Non vi è, inoltre, una reale contrapposizione tra istituzioni pubbliche e imprese private, poiché anche le prime hanno subito quelle tipiche trasformazioni del capitalismo occidentale de-industrializzato, orientandosi quindi verso i profitti piuttosto che verso l’interesse collettivo e verso la finanza piuttosto che verso i beni e i servizi tangibili. Come già osservato sopra, anche le istituzioni locali con l’imposizione di tasse e balzelli, adempimenti obbligatori e controlli, raccolgono denari da reinvestire poi in attività non sempre auspicabili o condivisibili come quelle finanziarie.

Dobbiamo qui ricordare che, in definitiva, è il settore pubblico a comandare anche su quello privato, in virtù delle leggi a cui tutti dobbiamo conformarci, mentre il settore privato viene di volta in volta utilizzato come “valvola di sfogo” per le inefficienze del pubblico, espediente per dirottare fondi pubblici, luogo dove realizzare profitti o redistribuire reddito grazie alle esternalizzazioni e via elencando. Quello tra pubblico e privato, allora, pare essere un mero, ma fondamentale, rapporto socioeconomico da regolamentare per il bene dei profitti. Anche se, in fondo, è sempre il pubblico ad avere il pallino in mano, a poter decidere le sorti – attraverso la legislazione – della collettività.

Conseguenza di tutto ciò è piuttosto un’inequivocabile degrado del patrimonio culturale, economico e sociale di quello che usiamo chiamare servizio pubblico. Dopotutto, questo è il portato dei tempi: se anche il pubblico deve cercare profitti, ne va adeguata la propensione culturale e le linee guida strategiche nei rapporti con l’utenza.

Si sostiene, inoltre, che la turistificazione di cui Airbnb è il nuovo alfiere, modifichi la presenza di attività commerciali ed artigianali in quelle zone delle città dove il fenomeno della gentrificazione è più marcato. Può ben essere, ma fino ad un certo punto. Anche qui confondiamo l’effetto con la causa. L’entrata di Airbnb ed altre OTA nel mercato locale di ogni singola città ha a che fare con la ricerca di profitti certamente più consistenti, facili e ottenuti con un bene (l’immobile) già prodotto e mercificato. La produzione di beni e servizi si orienta, per definizione, dove si possono realizzare migliori profitti, avendo il mercato stesso lo scopo di adeguare la produzione alla domanda.
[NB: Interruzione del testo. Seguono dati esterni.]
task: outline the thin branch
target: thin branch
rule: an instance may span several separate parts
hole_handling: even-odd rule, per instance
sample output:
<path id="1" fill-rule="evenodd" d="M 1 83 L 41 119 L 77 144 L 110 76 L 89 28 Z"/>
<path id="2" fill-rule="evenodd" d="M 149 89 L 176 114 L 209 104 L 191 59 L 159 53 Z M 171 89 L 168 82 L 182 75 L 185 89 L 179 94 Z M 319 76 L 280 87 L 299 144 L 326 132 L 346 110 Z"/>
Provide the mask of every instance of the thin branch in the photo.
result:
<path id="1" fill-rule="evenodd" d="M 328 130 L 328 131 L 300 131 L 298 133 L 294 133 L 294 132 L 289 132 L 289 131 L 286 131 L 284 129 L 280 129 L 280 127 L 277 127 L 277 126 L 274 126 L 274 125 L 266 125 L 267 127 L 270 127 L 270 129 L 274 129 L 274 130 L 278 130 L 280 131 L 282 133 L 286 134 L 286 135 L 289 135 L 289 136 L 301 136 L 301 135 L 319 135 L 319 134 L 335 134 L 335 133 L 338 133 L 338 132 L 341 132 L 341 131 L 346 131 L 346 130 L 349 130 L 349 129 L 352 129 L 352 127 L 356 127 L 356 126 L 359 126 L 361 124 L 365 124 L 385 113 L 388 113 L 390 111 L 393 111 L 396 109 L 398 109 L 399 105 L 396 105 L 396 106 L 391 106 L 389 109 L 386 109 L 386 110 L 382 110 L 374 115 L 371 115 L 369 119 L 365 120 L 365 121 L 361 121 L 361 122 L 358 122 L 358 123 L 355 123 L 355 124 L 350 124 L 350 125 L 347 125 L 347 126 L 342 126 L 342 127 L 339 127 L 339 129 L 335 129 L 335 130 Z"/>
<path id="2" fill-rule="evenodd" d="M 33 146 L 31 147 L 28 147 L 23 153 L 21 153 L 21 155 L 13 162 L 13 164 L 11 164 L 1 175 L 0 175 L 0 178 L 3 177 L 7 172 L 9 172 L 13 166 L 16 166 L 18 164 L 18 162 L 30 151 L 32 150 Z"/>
Questa dinamica provoca, conseguentemente, un innalzamento dei canoni di affitto di abitazioni e locali commerciali, nonché del prezzo delle merci in vendita. Ma, in un certo senso è l’uovo di colombo tanto ricercato per far “ripartire il mercato” sia immobiliare che non. Quello immobiliare per ovvie ragioni intrinseche al fenomeno fin qui descritto; i settori extra-immobiliari perché – volente o nolente – tutti possono beneficiare del giro di soldi che si crea attorno all’incremento o alla semplice stabilizzazione del fenomeno turistico.